Secor was one of 12 people who testified yesterday during a sometimes testy hourlong hearing that questioned participants' political and financial motivations and left councilmen debating the merits of requiring the cameras versus setting up a task force to study security at the county's shopping centers.

Lawyers and others who represent the centers and area businesses pushed for the study, saying the issue should be vetted by experts before the council forces centers to put up cameras in the aftermath of the fatal shooting of St. Paul's School educator William A. Bassett in a Towson Town Center parking garage last month.

"We need to get those folks involved ... so we have the right solution to an awful event," said lawyer David Gildea.

But Councilman Kevin Kamenetz, who introduced the camera bill within days of Bassett's death Feb. 18, said the industry just wants to "bury this" in a review. And he noted that Towson Town recently decided to install cameras in its parking garages.

"I've got a drawer full of studies. It's actually more. It's a cabinet full of studies that go nowhere," he said. "I think we have to seize the momentum. Otherwise this is going to fall to the back burner."

Kamenetz and Councilman T. Bryan McIntire, one of the bill's three co-sponsors, said they have heard from several residents concerned about safety and have a petition signed by several hundred members of the "St. Paul's community" in support of the camera bill.

But Kamenetz said concerns about the bill from those in the industry also resulted in some proposed amendments to the original bill.

Amendments would limit those shopping centers affected by the bill to larger centers with 15 or more retail businesses, require owners to install cameras to watch over at least 75 percent of their lots during business hours instead of 100 percent 24 hours a day, and allow center owners to apply for county loans and grants to help pay for the technology.

A law requiring cameras is no different from those that require businesses to install sprinklers, Kamenetz said.
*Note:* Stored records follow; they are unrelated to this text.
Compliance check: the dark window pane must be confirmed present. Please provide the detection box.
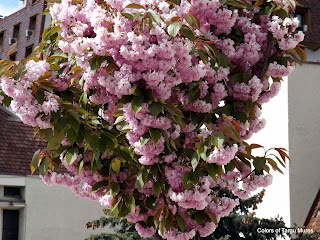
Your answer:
[0,31,4,51]
[13,24,20,39]
[4,187,21,198]
[9,53,16,61]
[29,15,37,31]
[2,210,19,240]
[25,45,33,58]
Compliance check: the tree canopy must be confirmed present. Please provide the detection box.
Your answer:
[0,0,305,239]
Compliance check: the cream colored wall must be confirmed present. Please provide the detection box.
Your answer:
[289,63,320,226]
[24,176,111,240]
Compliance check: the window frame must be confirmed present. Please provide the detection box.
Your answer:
[25,44,33,58]
[28,15,37,38]
[0,31,4,52]
[12,23,21,42]
[0,185,25,240]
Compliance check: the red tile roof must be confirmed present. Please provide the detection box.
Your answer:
[305,189,320,231]
[0,106,44,176]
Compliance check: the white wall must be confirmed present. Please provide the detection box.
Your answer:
[288,63,320,226]
[24,176,111,240]
[250,79,290,226]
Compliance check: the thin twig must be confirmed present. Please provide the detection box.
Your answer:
[154,232,163,240]
[259,32,274,79]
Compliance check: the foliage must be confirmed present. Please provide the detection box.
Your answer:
[86,190,290,240]
[0,0,305,239]
[294,231,320,240]
[85,214,152,240]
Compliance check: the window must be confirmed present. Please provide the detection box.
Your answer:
[295,8,311,32]
[0,32,4,52]
[25,45,33,58]
[27,15,37,37]
[4,187,20,198]
[0,185,25,240]
[12,24,20,41]
[9,53,17,61]
[2,210,19,240]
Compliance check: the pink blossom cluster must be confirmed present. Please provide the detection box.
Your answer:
[268,16,304,50]
[1,60,59,128]
[0,0,303,239]
[207,145,238,165]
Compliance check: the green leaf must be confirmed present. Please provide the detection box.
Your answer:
[265,6,274,16]
[111,158,121,175]
[275,9,288,19]
[146,196,158,210]
[125,195,136,213]
[131,95,144,113]
[89,55,108,72]
[153,180,161,197]
[184,14,199,29]
[150,128,161,144]
[116,147,131,163]
[125,3,145,9]
[45,128,60,150]
[253,157,266,173]
[232,73,242,83]
[194,212,207,225]
[120,12,134,20]
[132,86,142,96]
[206,211,218,225]
[89,135,100,150]
[191,150,200,171]
[39,156,49,176]
[188,87,201,104]
[77,159,84,175]
[120,95,133,104]
[111,198,123,217]
[224,160,235,172]
[219,52,230,68]
[114,116,126,125]
[92,181,107,192]
[66,147,78,165]
[236,111,247,124]
[266,158,284,174]
[171,0,181,5]
[167,22,182,38]
[133,12,142,21]
[35,90,45,104]
[67,128,77,145]
[30,149,41,174]
[110,182,120,197]
[165,210,174,231]
[207,164,217,182]
[212,132,224,149]
[181,25,194,41]
[176,214,186,232]
[1,94,12,107]
[148,102,163,118]
[149,11,161,26]
[136,172,145,190]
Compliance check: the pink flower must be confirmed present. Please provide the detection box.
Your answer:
[135,223,156,237]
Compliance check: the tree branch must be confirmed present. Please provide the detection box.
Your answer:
[259,32,274,80]
[154,232,163,240]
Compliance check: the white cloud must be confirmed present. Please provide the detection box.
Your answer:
[0,4,19,17]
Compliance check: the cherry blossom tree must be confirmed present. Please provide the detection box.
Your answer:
[0,0,305,239]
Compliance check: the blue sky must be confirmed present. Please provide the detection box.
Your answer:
[0,0,20,16]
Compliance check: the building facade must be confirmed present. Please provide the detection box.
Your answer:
[0,0,48,61]
[289,0,320,228]
[0,106,109,240]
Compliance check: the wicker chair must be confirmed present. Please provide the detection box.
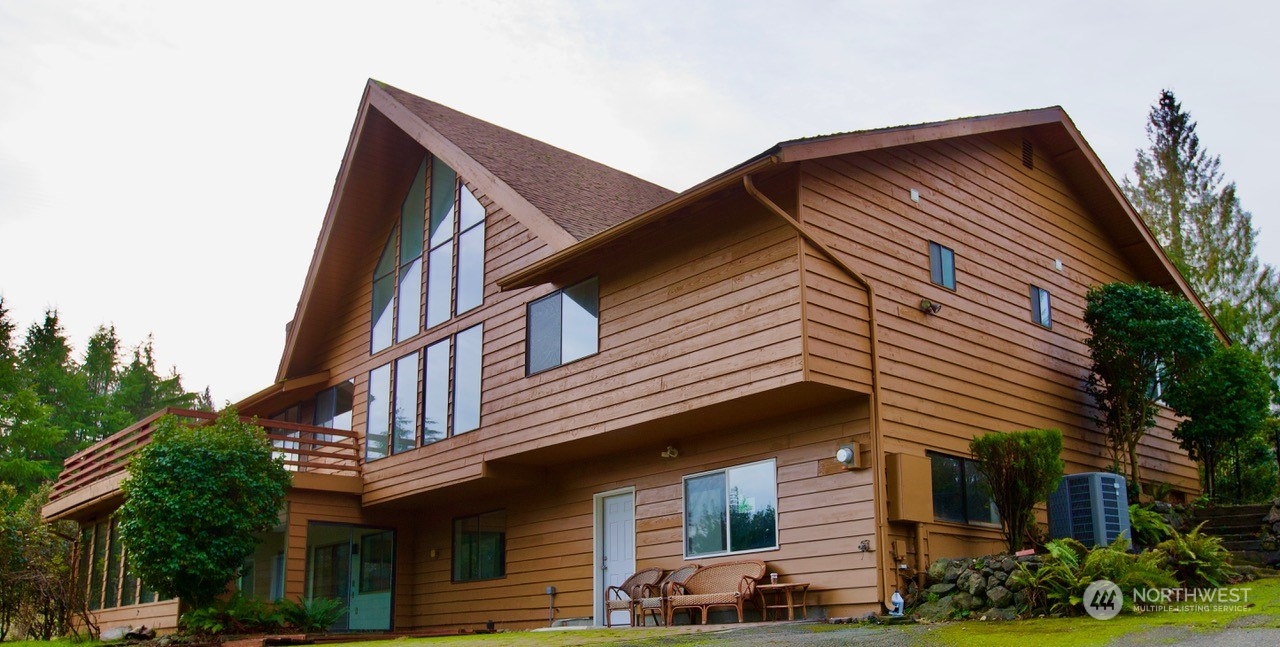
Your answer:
[664,560,766,625]
[604,567,664,627]
[634,564,700,626]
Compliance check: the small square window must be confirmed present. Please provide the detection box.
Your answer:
[527,277,599,374]
[1030,285,1052,328]
[929,242,956,290]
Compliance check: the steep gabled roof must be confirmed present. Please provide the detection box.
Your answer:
[274,80,674,382]
[375,82,675,240]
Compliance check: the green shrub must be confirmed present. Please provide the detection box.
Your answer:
[276,597,346,634]
[1128,504,1173,548]
[1156,522,1235,588]
[1010,538,1178,617]
[180,594,283,636]
[969,428,1065,552]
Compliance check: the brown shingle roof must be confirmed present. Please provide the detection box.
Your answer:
[376,81,676,240]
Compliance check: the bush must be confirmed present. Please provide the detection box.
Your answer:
[1156,522,1235,589]
[276,597,345,634]
[969,428,1064,552]
[1010,538,1178,617]
[180,594,283,636]
[1128,504,1173,548]
[117,408,290,607]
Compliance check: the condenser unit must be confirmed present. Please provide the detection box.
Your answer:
[1047,472,1131,547]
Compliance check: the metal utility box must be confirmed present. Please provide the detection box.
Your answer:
[886,453,934,522]
[1048,472,1131,547]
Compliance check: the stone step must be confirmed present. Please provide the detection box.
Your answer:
[1191,512,1268,527]
[1191,504,1272,520]
[1223,539,1266,552]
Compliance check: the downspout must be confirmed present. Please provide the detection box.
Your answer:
[743,174,893,611]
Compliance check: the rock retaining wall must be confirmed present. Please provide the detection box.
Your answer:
[914,554,1042,621]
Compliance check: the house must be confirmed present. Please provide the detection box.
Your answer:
[43,79,1210,632]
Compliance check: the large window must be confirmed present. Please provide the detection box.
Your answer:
[453,510,506,582]
[929,452,999,525]
[314,380,355,437]
[929,241,956,290]
[366,353,419,461]
[423,323,484,446]
[527,277,599,374]
[683,459,778,558]
[372,156,486,353]
[76,520,165,611]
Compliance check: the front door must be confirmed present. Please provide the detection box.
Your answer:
[307,524,394,631]
[598,491,636,626]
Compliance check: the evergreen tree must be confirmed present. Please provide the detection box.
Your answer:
[1123,89,1280,378]
[0,301,64,504]
[17,310,93,452]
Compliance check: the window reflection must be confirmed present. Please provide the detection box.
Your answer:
[454,325,483,434]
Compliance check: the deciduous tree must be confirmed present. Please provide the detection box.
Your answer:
[1084,283,1217,495]
[117,408,289,607]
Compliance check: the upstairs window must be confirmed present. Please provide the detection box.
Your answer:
[929,452,998,525]
[372,156,486,353]
[423,323,485,445]
[928,241,956,290]
[1030,285,1052,328]
[527,277,599,375]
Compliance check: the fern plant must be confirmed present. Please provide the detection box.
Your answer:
[1156,522,1235,589]
[1128,504,1173,548]
[277,597,346,633]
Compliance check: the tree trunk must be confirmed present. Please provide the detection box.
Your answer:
[1128,441,1143,500]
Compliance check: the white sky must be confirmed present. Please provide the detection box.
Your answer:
[1,1,1277,404]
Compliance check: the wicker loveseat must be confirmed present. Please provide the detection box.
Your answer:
[664,560,766,625]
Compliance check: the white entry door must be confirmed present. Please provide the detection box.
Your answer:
[599,491,636,626]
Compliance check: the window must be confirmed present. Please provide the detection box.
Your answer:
[366,353,419,461]
[314,380,355,441]
[365,364,391,460]
[683,459,778,558]
[422,323,484,446]
[928,242,956,290]
[1030,285,1052,328]
[453,510,506,582]
[527,277,599,374]
[371,156,486,353]
[929,452,999,525]
[360,531,395,593]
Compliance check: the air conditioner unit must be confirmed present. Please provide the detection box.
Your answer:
[1047,472,1131,547]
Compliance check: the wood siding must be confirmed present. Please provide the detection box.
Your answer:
[796,129,1199,497]
[402,401,874,630]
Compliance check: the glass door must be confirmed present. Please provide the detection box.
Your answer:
[307,524,394,631]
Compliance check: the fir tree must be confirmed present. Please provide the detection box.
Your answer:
[1123,89,1280,378]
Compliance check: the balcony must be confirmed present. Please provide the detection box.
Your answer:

But several speakers involved with the businesses urged councilmen to instead pass a resolution suggested by Council Chairman Joseph Bartenfelder that calls county police to study the issue and make recommendations.

"I want to make sure we do the right thing in a field where we're not experienced," Bartenfelder said.

The camera bill is scheduled for a council vote Monday. It was unclear yesterday when the resolution would be on the agenda.